The court also heard a victim impact statement from the woman whose vehicle Lewis hijacked. In it, she spoke of having nightmares and of her three-year-old grandson suffering from anxiety as a result of the crime.

"My family and I will be doing a life sentence," the woman wrote.

Lewis had been in custody from April 21 to Sept. 25, 2018, awaiting trial for charges related to the shooting of a man outside Lewis's home. Lewis was acquitted of the shooting, with the judge determining he had acted in self-defence during a home invasion by Bernard Mason, who had forced his way inside in an intoxicated rage, putting his head through a cupboard and smashing a hole in a wall. Mason received non-life-threatening injuries to his leg.

In addition to the charges related to the crime spree on Oct. 18, Lewis pleaded guilty to assaulting three correctional officers in Her Majesty's Penitentiary on Oct. 22, as well as to a number of court order breaches in the preceding days. One of those was an order not to contact Mason. 

Lewis had called Mason, who was working in Muskrat Falls at the time, and asked him, "You got a beef with me?"

"I'm taking responsibility for what I've done. It's the first time in my life that I've taken responsibility for anything." — Jesse Lewis

Gruchy and prosecutor Mike Murray presented a joint submission for five years in prison for Lewis, with Murray noting the serious nature of the crimes, particularly the carjacking, as well as Lewis's prior criminal record.

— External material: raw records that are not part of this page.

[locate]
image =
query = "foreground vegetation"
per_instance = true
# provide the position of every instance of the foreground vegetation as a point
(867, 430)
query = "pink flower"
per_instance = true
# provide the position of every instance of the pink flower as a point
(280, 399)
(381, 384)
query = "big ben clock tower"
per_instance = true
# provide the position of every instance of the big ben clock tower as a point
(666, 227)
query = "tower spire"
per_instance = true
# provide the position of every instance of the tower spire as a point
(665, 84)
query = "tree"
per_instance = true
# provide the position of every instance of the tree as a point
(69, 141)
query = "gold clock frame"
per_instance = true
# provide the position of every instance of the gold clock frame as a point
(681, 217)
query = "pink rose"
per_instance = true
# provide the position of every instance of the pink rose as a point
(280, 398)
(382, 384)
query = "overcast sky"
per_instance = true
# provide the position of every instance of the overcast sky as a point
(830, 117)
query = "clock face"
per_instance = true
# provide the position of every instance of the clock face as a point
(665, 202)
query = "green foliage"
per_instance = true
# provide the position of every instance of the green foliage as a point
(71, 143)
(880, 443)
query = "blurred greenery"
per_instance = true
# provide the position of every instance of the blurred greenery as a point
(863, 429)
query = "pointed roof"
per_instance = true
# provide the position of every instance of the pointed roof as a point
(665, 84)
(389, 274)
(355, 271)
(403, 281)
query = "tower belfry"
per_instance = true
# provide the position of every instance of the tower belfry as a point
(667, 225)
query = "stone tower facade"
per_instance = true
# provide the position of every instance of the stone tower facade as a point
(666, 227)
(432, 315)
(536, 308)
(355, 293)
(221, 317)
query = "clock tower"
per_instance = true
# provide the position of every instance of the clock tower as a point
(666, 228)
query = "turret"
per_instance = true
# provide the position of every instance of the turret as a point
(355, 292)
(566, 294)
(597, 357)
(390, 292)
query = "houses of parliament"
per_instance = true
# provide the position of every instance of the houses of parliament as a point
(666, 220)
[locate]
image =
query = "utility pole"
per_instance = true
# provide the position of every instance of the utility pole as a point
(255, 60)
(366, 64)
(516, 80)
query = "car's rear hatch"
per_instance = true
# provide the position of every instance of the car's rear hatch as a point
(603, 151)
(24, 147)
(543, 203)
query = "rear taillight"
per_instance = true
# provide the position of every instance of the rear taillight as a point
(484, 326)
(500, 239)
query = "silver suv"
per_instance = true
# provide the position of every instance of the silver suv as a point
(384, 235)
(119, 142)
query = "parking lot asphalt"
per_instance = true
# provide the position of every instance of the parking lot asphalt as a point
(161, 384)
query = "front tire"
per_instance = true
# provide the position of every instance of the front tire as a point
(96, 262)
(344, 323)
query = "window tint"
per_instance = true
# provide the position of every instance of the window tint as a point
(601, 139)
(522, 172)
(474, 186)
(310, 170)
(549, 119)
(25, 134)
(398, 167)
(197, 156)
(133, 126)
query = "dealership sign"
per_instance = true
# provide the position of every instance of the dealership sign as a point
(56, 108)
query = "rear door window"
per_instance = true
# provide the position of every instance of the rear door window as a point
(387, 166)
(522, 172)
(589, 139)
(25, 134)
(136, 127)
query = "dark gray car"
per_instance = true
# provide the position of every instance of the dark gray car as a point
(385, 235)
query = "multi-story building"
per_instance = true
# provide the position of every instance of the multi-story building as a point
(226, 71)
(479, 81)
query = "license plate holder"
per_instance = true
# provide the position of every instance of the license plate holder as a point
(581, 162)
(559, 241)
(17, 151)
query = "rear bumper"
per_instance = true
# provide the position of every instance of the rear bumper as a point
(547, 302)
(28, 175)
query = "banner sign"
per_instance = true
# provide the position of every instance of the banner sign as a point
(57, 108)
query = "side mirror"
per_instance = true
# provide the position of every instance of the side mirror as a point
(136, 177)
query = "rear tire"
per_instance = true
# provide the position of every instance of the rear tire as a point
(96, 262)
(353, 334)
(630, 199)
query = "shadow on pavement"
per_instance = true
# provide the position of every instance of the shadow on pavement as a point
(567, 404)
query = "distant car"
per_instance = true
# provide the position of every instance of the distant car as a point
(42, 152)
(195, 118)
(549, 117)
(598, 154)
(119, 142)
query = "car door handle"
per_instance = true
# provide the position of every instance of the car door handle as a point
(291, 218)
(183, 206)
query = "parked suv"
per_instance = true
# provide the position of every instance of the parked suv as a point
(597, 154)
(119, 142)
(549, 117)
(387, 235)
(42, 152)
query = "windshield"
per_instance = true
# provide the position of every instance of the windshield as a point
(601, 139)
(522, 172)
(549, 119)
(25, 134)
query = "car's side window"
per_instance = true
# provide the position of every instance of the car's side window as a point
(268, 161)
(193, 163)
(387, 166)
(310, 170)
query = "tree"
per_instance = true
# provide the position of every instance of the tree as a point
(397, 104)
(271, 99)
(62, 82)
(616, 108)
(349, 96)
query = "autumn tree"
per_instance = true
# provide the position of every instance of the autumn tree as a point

Lewis addressed the court directly, saying he had been suffering from anxiety and hadn't been prepared to be released from jail when he was acquitted of the shooting.

"I had so much anxiety, and that's not why this happened, but it led me to drinking and doing drugs," Lewis said, apologizing to the victims of his crimes.

"I'm taking responsibility for what I've done. It's the first time in my life that I've taken responsibility for anything. The other times I went to trial and they made people prove my guilt and I was usually acquitted, but I'm pleaded guilty here today."

Lewis asked Judge Colin Flynn to consider giving him the five-year sentence.

"In my opinion it's quite a bit of time for a 22-year-old, but I did a lot of stuff," Lewis said.

Flynn will render his sentencing decision on Thursday.